Pairwise Coupling of Convolutional Neural Networks for the Better Explainability of Classification Systems
Round 1
Reviewer 1 Report
Comments and Suggestions for Authors1.It is recommended that the authors include a literature review section in the introduction to incorporate recent studies on the interpretability of deep learning.
2.The description of the paper’s structural framework requires further elaboration to enhance clarity and coherence.
3.Interpretability evaluation metrics (Grad-CAM) were not employed to compare the proposed method with conventional CNN models.
4.The rationale behind the choice of hyperparameters has not been sufficiently justified.
5.As the experiments were conducted solely on the Fashion-MNIST dataset, it is difficult to assess the method’s effectiveness and generalization capability for more complex tasks.
6.Although the conclusion briefly acknowledges certain experimental limitations, it does not provide specific directions for improvement or discuss potential avenues for future application.
Author Response
Comment 1.It is recommended that the authors include a literature review section in the introduction to incorporate recent studies on the interpretability of deep learning.
Response 1. Agree, as suggested, we have added references to recent works in the introduction about interpretability of deep learning.
Comment 2.The description of the paper’s structural framework requires further elaboration to enhance clarity and coherence.
Response 2. Agree.
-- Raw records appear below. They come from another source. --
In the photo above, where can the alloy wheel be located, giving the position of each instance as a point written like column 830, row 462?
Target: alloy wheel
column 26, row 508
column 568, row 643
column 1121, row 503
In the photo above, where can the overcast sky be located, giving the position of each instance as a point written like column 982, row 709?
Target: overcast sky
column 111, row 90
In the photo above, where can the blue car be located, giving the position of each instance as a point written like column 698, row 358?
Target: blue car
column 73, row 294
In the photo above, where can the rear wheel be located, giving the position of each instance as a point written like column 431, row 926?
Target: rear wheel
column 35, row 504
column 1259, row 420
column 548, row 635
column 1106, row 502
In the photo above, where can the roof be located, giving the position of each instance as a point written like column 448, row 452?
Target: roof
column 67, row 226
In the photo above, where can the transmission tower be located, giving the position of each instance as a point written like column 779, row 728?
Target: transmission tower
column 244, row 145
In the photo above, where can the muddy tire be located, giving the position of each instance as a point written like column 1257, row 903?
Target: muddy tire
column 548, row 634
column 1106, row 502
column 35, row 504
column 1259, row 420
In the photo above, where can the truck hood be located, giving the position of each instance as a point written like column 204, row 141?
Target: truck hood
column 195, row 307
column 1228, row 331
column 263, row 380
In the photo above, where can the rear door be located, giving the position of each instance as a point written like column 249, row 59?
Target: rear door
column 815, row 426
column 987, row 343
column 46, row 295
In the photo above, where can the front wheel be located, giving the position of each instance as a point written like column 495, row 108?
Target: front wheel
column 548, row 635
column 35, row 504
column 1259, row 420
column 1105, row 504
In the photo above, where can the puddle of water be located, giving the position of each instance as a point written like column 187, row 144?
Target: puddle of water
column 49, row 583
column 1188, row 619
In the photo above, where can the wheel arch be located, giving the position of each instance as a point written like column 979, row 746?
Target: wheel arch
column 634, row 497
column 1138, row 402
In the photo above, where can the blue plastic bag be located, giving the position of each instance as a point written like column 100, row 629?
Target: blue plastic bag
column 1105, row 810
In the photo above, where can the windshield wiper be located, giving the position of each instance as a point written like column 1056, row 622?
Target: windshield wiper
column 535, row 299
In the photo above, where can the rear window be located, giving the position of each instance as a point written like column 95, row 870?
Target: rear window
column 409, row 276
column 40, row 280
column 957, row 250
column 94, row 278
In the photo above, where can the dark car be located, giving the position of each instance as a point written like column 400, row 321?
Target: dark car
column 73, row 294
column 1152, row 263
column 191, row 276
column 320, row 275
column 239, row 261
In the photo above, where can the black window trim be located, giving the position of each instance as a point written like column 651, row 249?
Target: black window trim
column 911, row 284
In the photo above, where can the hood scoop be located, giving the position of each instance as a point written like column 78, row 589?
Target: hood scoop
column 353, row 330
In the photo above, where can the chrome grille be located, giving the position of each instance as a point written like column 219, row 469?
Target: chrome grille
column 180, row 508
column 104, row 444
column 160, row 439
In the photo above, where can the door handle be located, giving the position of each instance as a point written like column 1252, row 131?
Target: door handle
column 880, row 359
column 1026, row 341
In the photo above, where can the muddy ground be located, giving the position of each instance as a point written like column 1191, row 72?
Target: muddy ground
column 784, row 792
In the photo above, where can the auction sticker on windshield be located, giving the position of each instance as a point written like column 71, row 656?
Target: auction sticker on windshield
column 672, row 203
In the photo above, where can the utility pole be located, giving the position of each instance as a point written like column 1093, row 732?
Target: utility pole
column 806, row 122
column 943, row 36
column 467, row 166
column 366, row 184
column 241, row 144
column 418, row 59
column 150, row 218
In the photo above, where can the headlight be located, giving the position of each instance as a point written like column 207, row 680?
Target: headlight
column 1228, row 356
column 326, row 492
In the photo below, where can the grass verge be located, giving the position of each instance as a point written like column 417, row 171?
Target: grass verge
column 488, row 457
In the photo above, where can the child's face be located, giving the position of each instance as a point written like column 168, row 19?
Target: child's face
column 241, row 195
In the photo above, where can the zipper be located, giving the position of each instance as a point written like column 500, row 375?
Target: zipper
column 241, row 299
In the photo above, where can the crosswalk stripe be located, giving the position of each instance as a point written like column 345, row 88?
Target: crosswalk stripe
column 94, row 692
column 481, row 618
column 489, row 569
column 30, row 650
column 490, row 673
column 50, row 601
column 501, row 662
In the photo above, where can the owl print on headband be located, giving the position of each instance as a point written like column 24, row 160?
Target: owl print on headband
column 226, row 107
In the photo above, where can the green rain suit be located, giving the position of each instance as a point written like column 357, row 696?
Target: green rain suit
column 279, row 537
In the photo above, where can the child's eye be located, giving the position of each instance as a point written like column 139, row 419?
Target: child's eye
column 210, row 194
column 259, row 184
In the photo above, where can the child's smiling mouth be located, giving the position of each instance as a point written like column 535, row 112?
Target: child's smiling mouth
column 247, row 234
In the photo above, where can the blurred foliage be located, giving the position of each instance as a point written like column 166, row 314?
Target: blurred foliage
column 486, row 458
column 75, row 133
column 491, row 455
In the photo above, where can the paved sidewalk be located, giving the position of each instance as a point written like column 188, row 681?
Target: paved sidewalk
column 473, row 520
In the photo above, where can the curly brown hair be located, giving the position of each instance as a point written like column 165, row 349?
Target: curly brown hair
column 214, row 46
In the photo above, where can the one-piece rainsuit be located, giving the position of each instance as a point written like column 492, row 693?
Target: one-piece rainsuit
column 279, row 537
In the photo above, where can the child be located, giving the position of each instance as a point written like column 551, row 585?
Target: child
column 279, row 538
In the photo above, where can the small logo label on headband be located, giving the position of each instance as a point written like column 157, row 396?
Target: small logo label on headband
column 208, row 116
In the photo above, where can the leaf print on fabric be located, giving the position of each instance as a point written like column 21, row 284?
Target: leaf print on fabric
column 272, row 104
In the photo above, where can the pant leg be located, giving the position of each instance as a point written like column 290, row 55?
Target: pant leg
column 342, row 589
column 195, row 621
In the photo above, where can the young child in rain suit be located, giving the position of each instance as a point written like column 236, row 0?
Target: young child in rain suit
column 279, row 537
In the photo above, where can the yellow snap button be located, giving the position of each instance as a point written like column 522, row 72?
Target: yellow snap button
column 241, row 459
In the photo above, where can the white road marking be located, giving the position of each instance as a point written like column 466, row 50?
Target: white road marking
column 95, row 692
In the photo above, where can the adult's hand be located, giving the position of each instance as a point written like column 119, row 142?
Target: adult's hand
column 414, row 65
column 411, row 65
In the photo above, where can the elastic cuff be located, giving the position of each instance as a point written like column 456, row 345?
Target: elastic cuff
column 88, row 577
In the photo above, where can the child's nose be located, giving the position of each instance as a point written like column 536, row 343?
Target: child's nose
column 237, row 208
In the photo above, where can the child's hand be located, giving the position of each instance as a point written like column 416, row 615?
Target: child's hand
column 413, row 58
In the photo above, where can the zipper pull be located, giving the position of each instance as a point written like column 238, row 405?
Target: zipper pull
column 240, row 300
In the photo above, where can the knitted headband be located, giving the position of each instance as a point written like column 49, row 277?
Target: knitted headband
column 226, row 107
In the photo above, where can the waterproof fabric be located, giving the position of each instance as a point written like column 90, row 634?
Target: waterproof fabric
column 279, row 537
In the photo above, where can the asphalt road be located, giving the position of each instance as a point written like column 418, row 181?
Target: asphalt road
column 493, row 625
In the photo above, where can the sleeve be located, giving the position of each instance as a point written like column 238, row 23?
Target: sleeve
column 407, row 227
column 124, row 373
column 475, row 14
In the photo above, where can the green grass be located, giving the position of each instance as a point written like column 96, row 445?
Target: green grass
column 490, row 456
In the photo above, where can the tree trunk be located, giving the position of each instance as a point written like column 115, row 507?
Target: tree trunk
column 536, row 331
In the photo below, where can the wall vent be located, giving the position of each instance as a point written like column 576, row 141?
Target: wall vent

We made substantial revisions to abstract, introduction and conclusion sections in order to enhance clarity.
Comment 3.Interpretability evaluation metrics (Grad-CAM) were not employed to compare the proposed method with conventional CNN models.
Response 3. Partially agree. Grad-CAM is used to examine other facets of interpretability of deep learning, which are not covered in our paper. But we find it useful to cite Grad-CAM paper in introduction, so we made the change.
Comment 4.The rationale behind the choice of hyperparameters has not been sufficiently justified.
Reponse 4. Disagree. Most hyper-parameters are considered standard in the context of deep neural networks. We conducted an experiment to find a good value of threshold hyperparameter as illustrated in Figure 4.
Comment 5. As the experiments were conducted solely on the Fashion-MNIST dataset, it is difficult to assess the method’s effectiveness and generalization capability for more complex tasks.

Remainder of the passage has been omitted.